My husband is an optometrist, which means two things. First of all, as an optometrist he is qualified to do eye exams, treat eye diseases, remove foreign objects, prescribe glasses and just about everything else that doesn’t involve surgery. It also means that I’m like the shoemaker’s daughter who has no shoes. Let’s just say that scheduling an eye exam is much easier if you aren’t married to the doctor. Lucky for him, I don’t have a lot of eye issues.
Recently, however, I find my eyes to be more sore than usual. At first I thought it was just because I was tired but seriously, nobody could be that tired all the time so I mentioned to John that I thought I might have dry eyes. After a few days of nagging – I mean reminding – he brought home some eye drops that would help the situation. They did help, but since the drops were just in a sample container I quickly ran out and needed another bottle. Rather than “remind” him for days I decided that it would be quicker to just drop by the office and get some.
I managed to arrive at a time when John was between patients so he decided that he should look at my eyes to see if indeed they were really dry or if I was just imagining things. He didn’t say that of course, but I know that’s what he was thinking. So, I went to the exam room and let him put drops in my eyes that would color the tears. John says I complain more about this than any of his other patients. He’s probably right but I’m sure they are equally annoyed by said drops.
After a few minutes of shining bright lights in my eyes I hear what every patient loves to hear from her doctor; “Hmmm.” That can’t be good. “Hmmm . . what?” I say. John then tells me I have Epithelial Basement Membrane Dystrophy. “I have WHAT?” A list of questions flit through my mind but the fact that my husband isn’t crying tells me that it isn’t very serious. He’s very sensitive and believe me if there was something seriously wrong with my eyes he’d be crying before me. Of course, that’s because he’d know first.
John goes on to tell me that I can blame my parents because this is an inherited syndrome. My mother, by the way, refuses to take the blame. She either doesn’t have it, or isn’t aware that she does and since she has already messed with my medical history in so many other areas she is NOT willing to take responsibility for this one.

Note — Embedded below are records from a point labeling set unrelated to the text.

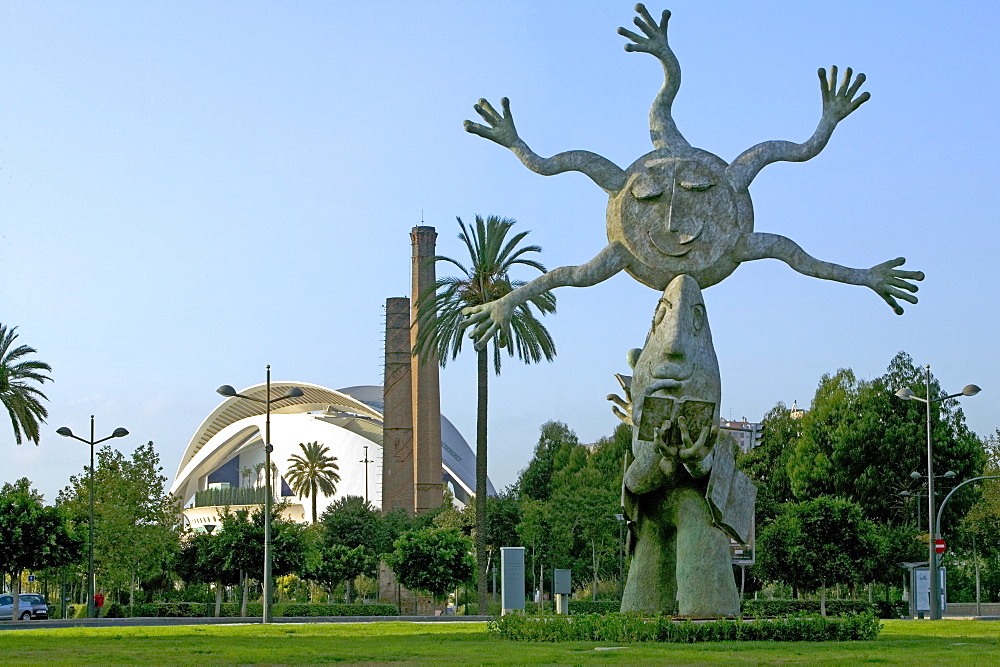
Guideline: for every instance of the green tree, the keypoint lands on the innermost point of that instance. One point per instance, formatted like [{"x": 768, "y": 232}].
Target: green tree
[
  {"x": 432, "y": 560},
  {"x": 486, "y": 278},
  {"x": 351, "y": 521},
  {"x": 18, "y": 393},
  {"x": 816, "y": 543},
  {"x": 861, "y": 442},
  {"x": 766, "y": 463},
  {"x": 535, "y": 481},
  {"x": 241, "y": 539},
  {"x": 33, "y": 536},
  {"x": 337, "y": 563},
  {"x": 982, "y": 523},
  {"x": 313, "y": 471},
  {"x": 202, "y": 559},
  {"x": 136, "y": 526}
]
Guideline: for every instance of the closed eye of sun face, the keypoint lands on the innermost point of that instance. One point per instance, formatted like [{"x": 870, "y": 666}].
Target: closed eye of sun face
[{"x": 697, "y": 186}]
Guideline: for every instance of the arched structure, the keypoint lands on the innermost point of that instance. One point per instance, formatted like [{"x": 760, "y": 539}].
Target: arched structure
[{"x": 224, "y": 458}]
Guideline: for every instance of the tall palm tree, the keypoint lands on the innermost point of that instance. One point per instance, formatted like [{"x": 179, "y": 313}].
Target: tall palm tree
[
  {"x": 17, "y": 393},
  {"x": 313, "y": 471},
  {"x": 491, "y": 257}
]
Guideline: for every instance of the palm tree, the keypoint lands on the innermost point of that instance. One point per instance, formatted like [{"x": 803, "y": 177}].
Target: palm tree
[
  {"x": 314, "y": 471},
  {"x": 491, "y": 257},
  {"x": 17, "y": 375}
]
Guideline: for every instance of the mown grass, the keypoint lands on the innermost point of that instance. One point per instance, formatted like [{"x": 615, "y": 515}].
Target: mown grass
[{"x": 901, "y": 642}]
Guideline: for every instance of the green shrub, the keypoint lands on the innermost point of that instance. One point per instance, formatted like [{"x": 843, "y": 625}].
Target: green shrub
[
  {"x": 472, "y": 609},
  {"x": 633, "y": 628},
  {"x": 594, "y": 606},
  {"x": 113, "y": 610},
  {"x": 302, "y": 609},
  {"x": 770, "y": 608}
]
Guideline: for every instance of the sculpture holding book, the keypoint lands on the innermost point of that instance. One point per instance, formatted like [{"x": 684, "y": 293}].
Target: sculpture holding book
[{"x": 680, "y": 220}]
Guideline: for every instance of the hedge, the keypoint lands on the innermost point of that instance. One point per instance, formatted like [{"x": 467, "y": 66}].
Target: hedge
[
  {"x": 770, "y": 608},
  {"x": 232, "y": 610},
  {"x": 636, "y": 628}
]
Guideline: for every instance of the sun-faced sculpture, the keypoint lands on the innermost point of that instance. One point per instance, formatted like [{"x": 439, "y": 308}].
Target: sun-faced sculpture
[{"x": 680, "y": 220}]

I asked for more details and John said I should look it up on the computer. (Like I said, shoemaker’s daughter syndrome.) I really need to warn him about suggesting to patients that they look things up on the computer. He’s not much of a computer wiz (HUGE understatement) so isn’t aware of the horrible things you come across when you look up medical issues on the internet. Tonight I ventured online to get more information about Epithelial Basement Membrane Dystrophy or EBMD as they like to refer to it.
EBMD is essentially like dry eyes but is really a spot on the outer surface of the eye that doesn’t attach properly to the surface below that. (I’m sure John could give you a much more technical description but it would take more space and sound much more doctor like.) Generally, EBMD doesn’t show up until after the fourth decade of life (thanks for that) and can be treated with a variety of medications. BUT, and this is my favorite part, if it doesn’t clear up, one of the treatments is epithelial debridement, which is essentially scraping off the outer layer in hopes that it grows back and attaches properly. Thanks honey, I’m so glad I looked that up. Doesn’t that sound like fun?
Somehow this reminds me of when I was younger and had just gotten my braces off. The orthodontist looked at me and said, “Now don’t forget to wear your retainer. If you don’t wear it your teeth will all go crooked again and we’ll have to start all over.” After five years of braces that was some good motivation.
I’m thinking that those eye drops John gave me are like gold. If I don’t use them, there could be some “scraping” in my future. This information does beg the question, “why wasn’t John crying?” Clearly, he doesn’t think it’s very serious; that’s all I can figure. But, to be on the safe side, I’m going to go find those drops.